El sello EMI, más pragmático que los sociólogos, eligió este camino. Editó la caja 100 por Carlos Gardel. Son cuatro discos que reúnen, sin orden cronológico, las mejores grabaciones del cantor. Tarea generosa y encomiable, con sólo recordar que Gardel registró 779 canciones en su vorágine tanguera. La primera tentación, por pura maldad, es buscar los temas que no están. Mi noche triste, un clásico germinal, que cambió la historia del género en 1917, se quedó afuera de la colección; algún fanático dirá que también falta Malevaje, y así sucesivamente hasta extrañar el olvido de la más extraña gema gardeliana. Pero la caja es formidable y al saborear su contenido detenidamente, provoca la sensación de quedar sumergido irremediablemente bajo el poder hipnótico de su voz. No es el ánimo enciclopedista ni la pasión totalizadora lo que hace de estos cuatro discos un objeto de lujo (que lo es, además, por su packaging); más bien, el mayor placer se reserva para la búsqueda de las variaciones temáticas de Gardel, sus registros vocales fluctuantes entre el tenor de sus primeras grabaciones y el barítono de sus tiempos de glamour internacional; el modo en que inciden sus “acompañantes”, desde la guitarra de José Ricardo hasta la orquesta de Alfredo De Angelis agregada sobre el original. Gardel parece estar por encima de estos detalles que, desnudan, sin embargo, todo lo que fue influyendo en su carrera, todo lo que los otros hicieron de él: un país que se multiplicaba en los conventillos y profundizaba sueños parisinos, una industria que también crecía (en 1925 los micrófonos reemplazaron a las bocinas en los estudios de grabación) y prefiguraba la hegemonía de la imagen y el marketing.

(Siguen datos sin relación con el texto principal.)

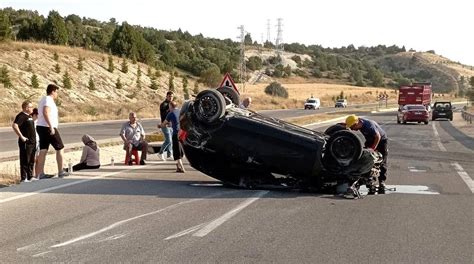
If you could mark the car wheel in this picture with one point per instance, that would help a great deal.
(345, 147)
(230, 93)
(334, 128)
(209, 106)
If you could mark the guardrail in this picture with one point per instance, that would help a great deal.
(467, 116)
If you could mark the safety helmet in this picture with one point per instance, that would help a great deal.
(351, 120)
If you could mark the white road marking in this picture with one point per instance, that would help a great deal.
(464, 176)
(119, 223)
(405, 189)
(414, 169)
(65, 185)
(437, 138)
(42, 253)
(219, 221)
(185, 232)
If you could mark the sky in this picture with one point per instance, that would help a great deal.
(440, 25)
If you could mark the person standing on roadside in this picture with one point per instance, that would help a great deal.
(24, 127)
(47, 128)
(166, 130)
(173, 119)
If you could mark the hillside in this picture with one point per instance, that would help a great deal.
(80, 103)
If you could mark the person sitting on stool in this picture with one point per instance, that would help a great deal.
(90, 158)
(133, 136)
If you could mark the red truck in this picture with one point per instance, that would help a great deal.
(417, 93)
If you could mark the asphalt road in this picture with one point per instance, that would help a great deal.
(152, 214)
(109, 130)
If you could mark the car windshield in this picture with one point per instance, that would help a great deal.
(415, 107)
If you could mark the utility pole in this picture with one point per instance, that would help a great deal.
(242, 68)
(279, 40)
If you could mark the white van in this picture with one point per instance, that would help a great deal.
(312, 103)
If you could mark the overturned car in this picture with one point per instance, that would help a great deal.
(243, 148)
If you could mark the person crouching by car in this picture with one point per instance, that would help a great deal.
(90, 158)
(173, 119)
(376, 139)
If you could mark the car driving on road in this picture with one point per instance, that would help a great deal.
(413, 113)
(442, 110)
(341, 103)
(312, 103)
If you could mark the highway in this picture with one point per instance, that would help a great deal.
(152, 214)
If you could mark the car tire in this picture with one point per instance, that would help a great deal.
(345, 147)
(209, 106)
(230, 93)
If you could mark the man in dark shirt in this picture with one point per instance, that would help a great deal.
(167, 143)
(375, 138)
(24, 127)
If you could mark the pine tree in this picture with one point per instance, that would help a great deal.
(79, 63)
(34, 81)
(196, 88)
(67, 81)
(124, 65)
(111, 64)
(171, 83)
(91, 85)
(185, 88)
(154, 85)
(5, 27)
(5, 78)
(118, 84)
(57, 69)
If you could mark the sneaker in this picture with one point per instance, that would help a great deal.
(381, 189)
(63, 174)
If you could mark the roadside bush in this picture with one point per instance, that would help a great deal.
(275, 89)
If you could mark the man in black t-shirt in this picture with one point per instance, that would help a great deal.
(24, 127)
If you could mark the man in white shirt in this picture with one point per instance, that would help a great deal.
(47, 128)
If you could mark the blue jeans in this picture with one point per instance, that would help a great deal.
(167, 144)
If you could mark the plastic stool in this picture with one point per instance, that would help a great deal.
(134, 153)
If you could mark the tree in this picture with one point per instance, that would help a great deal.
(171, 82)
(5, 27)
(34, 81)
(185, 88)
(79, 63)
(111, 64)
(124, 65)
(67, 80)
(275, 89)
(211, 76)
(5, 78)
(55, 29)
(118, 84)
(57, 69)
(91, 85)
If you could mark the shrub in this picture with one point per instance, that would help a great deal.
(91, 85)
(34, 81)
(275, 89)
(67, 81)
(57, 69)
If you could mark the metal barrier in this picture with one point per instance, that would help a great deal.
(467, 116)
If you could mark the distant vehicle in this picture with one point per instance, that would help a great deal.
(312, 103)
(442, 110)
(341, 103)
(413, 113)
(415, 94)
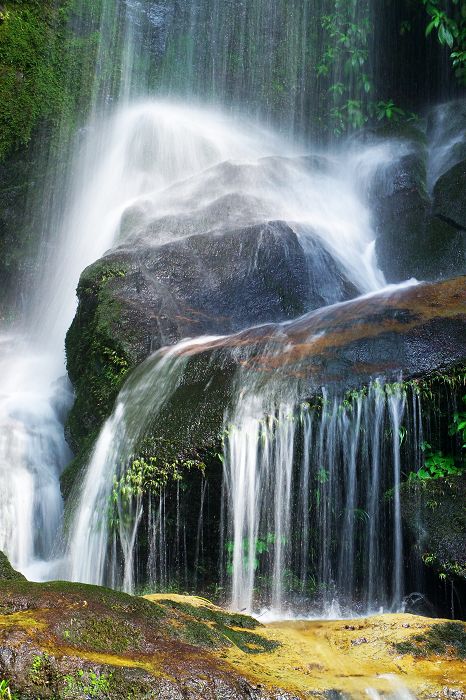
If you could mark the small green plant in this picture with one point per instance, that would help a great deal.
(458, 427)
(448, 20)
(5, 691)
(89, 684)
(436, 466)
(36, 668)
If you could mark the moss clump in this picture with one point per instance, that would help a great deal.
(98, 357)
(7, 573)
(46, 69)
(102, 634)
(446, 639)
(213, 628)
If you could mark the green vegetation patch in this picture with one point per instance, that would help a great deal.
(7, 573)
(212, 628)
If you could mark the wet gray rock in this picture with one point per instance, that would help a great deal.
(450, 197)
(136, 300)
(418, 235)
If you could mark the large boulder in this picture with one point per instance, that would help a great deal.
(138, 299)
(450, 196)
(420, 234)
(407, 333)
(434, 511)
(63, 640)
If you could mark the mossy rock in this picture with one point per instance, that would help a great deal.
(435, 514)
(449, 197)
(73, 640)
(7, 573)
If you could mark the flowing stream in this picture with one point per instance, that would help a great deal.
(159, 167)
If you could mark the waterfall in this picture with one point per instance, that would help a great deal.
(309, 491)
(138, 403)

Otra vez, la tentación del personaje y su época que se cuela en los surcos de estas canciones. Mejor exorcizarlas y traerlas de vuelta (¿hay que nombrarlas?: Volver, La cumparsita, Caminito, Mi Buenos Aires querido, Yira Yira y tantas otras, hasta llegar a cien). Las grabaciones, preferentemente de su período “tanguero” post Razzano, fueron hechas en la capital argentina, Barcelona, París y Nueva York. En todas ellas, se siente como si Buenos Aires escapara de su voz. No esta Buenos Aires de hoy, tampoco aquélla, tan ilusoria como la del 2004. Es la resaca de una porteñidad amorfa, que pretende canonizarse para existir.